Tomonari Sato was born in Gunma, Japan, in 1978. He received B.E., M.E., and Ph.D. degrees in engineering from the University of Tsukuba, Ibaraki, Japan, in 2001, 2003, and 2009, respectively. In 2003, he joined NTT Photonics Laboratories, Nippon Telegraph and Telephone Corporation (NTT), Kanagawa, Japan. He has been engaged in research on the MOVPE growth of III–V semiconductors and development of semiconductor lasers for sensor applications. Dr. Sato is a member of the Japan Society of Applied Physics.

Naoki Fujiwara (M’03) was born in Tokyo, Japan, in 1977. He received the B.E., M.E., and Ph.D. degrees in electrical engineering from Waseda University, Tokyo, Japan, in 1999, 2001, and 2009, respectively. In 2001, he joined NTT Photonics Laboratories, Kanagawa, Japan. Since then, he has been engaged in developmental research on semiconductor lasers. Dr. Fujiwara is a member of the IEEE/Photonics Society and the Institute of Electronics, Information, and Communication Engineers (IEICE).

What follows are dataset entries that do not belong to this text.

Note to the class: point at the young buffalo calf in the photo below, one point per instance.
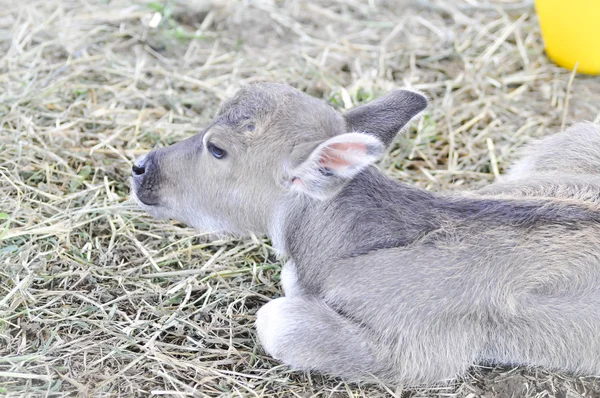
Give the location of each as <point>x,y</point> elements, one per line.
<point>385,279</point>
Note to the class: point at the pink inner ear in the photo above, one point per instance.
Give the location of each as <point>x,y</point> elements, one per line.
<point>333,155</point>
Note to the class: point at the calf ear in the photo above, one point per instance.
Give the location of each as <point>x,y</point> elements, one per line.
<point>387,115</point>
<point>333,163</point>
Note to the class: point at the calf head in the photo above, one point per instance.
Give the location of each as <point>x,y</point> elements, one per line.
<point>270,143</point>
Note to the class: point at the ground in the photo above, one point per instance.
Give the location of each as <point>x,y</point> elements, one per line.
<point>98,299</point>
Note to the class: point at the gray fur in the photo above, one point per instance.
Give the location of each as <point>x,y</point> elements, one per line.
<point>386,280</point>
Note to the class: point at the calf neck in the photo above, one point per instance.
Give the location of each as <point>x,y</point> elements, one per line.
<point>384,280</point>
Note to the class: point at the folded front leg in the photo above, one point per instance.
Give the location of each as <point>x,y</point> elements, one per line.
<point>306,334</point>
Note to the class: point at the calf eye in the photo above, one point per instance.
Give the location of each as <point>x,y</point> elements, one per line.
<point>216,151</point>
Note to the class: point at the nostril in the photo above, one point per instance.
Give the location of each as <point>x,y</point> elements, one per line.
<point>137,170</point>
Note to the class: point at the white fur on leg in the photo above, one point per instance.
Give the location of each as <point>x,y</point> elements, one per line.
<point>289,280</point>
<point>270,324</point>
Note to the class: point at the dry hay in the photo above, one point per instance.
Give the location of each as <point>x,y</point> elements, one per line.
<point>97,299</point>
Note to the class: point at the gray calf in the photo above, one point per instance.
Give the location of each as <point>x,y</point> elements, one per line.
<point>385,279</point>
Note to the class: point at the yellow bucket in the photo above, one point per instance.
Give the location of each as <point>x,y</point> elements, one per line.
<point>571,32</point>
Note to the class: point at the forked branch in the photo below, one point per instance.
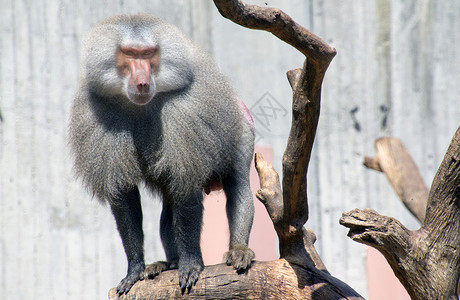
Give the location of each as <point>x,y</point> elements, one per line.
<point>426,261</point>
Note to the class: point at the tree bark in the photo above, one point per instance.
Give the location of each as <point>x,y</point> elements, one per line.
<point>393,159</point>
<point>426,261</point>
<point>277,279</point>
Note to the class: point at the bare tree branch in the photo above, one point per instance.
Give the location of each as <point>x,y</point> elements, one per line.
<point>426,261</point>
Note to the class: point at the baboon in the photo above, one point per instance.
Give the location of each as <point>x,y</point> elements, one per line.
<point>153,109</point>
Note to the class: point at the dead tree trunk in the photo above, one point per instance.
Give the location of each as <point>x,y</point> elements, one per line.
<point>300,273</point>
<point>426,261</point>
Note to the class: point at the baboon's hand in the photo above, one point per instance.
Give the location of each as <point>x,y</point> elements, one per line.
<point>240,257</point>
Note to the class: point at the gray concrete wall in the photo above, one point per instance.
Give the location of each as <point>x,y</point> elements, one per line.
<point>396,73</point>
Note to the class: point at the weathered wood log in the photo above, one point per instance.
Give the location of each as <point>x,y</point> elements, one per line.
<point>426,261</point>
<point>277,279</point>
<point>393,159</point>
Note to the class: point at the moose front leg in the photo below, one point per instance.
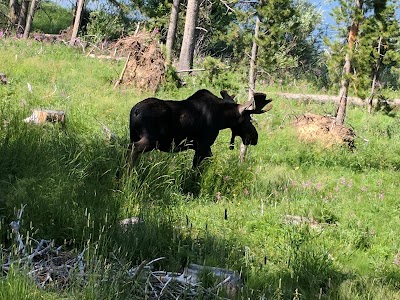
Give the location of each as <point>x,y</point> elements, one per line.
<point>200,155</point>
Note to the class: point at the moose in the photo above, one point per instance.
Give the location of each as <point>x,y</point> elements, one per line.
<point>193,123</point>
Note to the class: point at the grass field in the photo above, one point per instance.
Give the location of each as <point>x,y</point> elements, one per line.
<point>229,215</point>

Hiromi Oohashi (M’03) was born in Tokyo, Japan, 1961. She received the B.S. degree in applied physics from Waseda University, Tokyo, Japan, in 1985, and the M.S. and Ph.D. degrees in physical electronics from the Tokyo Institute of Technology, Tokyo, Japan, in 1987 and 2007, respectively. Since joining NTT Basic Research Laboratories, Nippon Telegraph and Telephone Public Corporation Tokyo, Japan, in 1987, she has been involved in research on optical nonlinear processes in semiconductor materials. In 1993, she moved to the NTT Optoelectronics Laboratories where she is involved in research and development related to the temperature dependence and reliability of semiconductor lasers. Her current research interests include the development of optical devices for WDM systems. Dr. Oohashi is a member of the Institute of Electrical and Electronics Engineers, the Japan Society of Applied Physics and the Institute of Electronics, Information, and Communication Engineers of Japan.